In terms of returns, it will vary park by park, but it’s fair to say that the big attractions, the marquee rides, the Top Thrills, the Iron Menace, things of that caliber, have historically generated returns one-year cash-on-cash returns that are well north of 20%. Now that’s going to depend – there are a lot of macro factors that come into play, right, when you’re looking at that that’s the weather like for that season, are there broader economic headwinds or tailwinds, et cetera. But we’ve seen great success with those types of marquee attractions over the years, which is why we’re so excited about this year’s program. As we noted that it’s the first capital program that’s – what we would consider sort of the normal and complete capital program that wasn’t disrupted by the pandemic because they – those programs got disrupted by several years based on the cadence of getting those rides purchased and built.

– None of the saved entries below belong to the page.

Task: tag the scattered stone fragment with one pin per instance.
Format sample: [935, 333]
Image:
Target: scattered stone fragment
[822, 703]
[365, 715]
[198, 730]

And so we’re really excited about what we have in place for 2024.

Thomas Yeh: Great, thank you.

Brian Witherow: Thanks, Thomas

Operator: There are no further questions at this time. So I’ll hand back to Richard Zimmerman for closing comments.

Richard Zimmerman: I want to thank everybody for joining us and for your continued interest in Cedar Fair. We’re looking forward to doing an exciting year ahead, and we hope to see you with us every step of the way. We sincerely hope you can find some time this season you to visit our parks. So you can see firsthand what makes our brand of entertainment so special and so timeless. Michael?

Michael Russell: Thanks again, everybody. Please feel free to contact Investor Relations at (419) 627-2233. And our next scheduled call will be in early August after we release our second quarter results. Gavin that concludes today’s call. Thank you.

Operator: That does conclude today’s call. Thank you for participating. You may now all disconnect.